Coronary artery disease (CAD) results in almost 500,000 deaths each year, and remains the number one cause of death in the United States (1). Atherosclerosis, an organized, active, life-long process, involves elements of chronic inflammation followed by repair of the artery wall (2). Apolipoprotein E (apoE) is a heritable determinant of total and low-density lipoprotein (LDL) cholesterol. There are three common human apoE isoforms that differ by a single amino acid substitution, designated apoE2, apoE3, and apoE4. Epidemiological studies show that the apoE structural variation is a determinant of interindividual differences about the population means of total LDL cholesterol (3,4). In vivo and in vitro investigations have examined the mechanisms by which apoE4 genotype leads to alterations in lipids and lipoproteins (5–8). apoE modulates the catabolism of triglyceride depleted remnants of chylomicrons and very LDLs by acting as a ligand for the LDL receptor and for the chylomicron remnant receptor.
The importance of apoE-mediated increases in cholesterol level on the severity of atherosclerosis has been controversial (4,9,10). However, several studies have identified a relationship between the apoE genotype and atherosclerosis (11–16).
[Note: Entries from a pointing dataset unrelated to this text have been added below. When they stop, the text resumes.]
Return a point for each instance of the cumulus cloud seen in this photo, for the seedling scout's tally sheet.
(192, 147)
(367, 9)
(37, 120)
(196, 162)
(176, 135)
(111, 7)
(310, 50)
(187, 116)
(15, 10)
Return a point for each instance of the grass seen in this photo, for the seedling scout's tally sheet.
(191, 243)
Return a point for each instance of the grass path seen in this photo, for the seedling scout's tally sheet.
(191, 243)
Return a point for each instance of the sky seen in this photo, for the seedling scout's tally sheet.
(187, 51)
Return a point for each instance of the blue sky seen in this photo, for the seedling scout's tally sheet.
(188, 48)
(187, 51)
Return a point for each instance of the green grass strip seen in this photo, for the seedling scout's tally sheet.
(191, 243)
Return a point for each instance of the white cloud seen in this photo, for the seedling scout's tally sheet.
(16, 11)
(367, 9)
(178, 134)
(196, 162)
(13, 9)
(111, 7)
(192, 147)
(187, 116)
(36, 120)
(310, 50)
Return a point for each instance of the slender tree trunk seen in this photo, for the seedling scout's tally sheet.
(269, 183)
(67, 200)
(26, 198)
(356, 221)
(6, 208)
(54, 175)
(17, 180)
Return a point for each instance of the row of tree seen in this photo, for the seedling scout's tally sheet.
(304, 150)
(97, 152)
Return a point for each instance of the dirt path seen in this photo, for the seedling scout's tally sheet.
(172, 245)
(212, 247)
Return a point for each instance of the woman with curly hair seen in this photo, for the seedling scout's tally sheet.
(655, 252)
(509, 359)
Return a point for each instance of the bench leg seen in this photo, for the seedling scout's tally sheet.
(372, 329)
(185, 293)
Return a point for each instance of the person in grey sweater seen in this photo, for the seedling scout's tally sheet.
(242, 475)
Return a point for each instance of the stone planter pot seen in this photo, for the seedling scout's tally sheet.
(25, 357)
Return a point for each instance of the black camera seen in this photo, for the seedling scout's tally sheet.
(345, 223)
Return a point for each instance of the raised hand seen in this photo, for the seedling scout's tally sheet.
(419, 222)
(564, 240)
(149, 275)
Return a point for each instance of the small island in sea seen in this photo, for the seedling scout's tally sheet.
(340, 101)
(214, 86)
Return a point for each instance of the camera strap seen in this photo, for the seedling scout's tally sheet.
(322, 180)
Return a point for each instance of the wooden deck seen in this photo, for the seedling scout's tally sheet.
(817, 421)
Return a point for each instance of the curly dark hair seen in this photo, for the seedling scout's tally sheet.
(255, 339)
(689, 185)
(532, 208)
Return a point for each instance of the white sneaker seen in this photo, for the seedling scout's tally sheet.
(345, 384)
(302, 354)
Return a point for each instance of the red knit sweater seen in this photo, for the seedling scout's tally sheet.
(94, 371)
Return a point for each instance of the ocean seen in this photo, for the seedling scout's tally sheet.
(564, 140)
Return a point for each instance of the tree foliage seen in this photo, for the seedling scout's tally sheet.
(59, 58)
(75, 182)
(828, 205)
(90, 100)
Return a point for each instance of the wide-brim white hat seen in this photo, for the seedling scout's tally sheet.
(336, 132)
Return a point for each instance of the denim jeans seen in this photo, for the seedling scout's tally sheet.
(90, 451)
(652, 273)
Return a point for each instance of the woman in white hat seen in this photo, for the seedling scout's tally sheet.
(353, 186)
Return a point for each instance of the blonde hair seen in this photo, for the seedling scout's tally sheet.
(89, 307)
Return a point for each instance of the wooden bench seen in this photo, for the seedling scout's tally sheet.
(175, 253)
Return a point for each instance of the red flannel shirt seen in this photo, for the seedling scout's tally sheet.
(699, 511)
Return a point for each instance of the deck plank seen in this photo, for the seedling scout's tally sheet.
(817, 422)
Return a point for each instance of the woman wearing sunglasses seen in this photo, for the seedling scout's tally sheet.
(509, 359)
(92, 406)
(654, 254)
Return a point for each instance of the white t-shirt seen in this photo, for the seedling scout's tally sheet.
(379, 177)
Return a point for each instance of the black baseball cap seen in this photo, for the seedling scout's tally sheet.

These studies indicate that apoE4 contributes to the development of atherosclerosis and is a major factor responsible for predisposition to this disease (17,18).
The purpose of our investigation was to determine whether apoE4 genotype alters the age of presentation for coronary artery bypass graft (CABG); specifically, whether the presence of the apoE4 allele is associated with an earlier age at primary surgical intervention for coronary atherosclerosis.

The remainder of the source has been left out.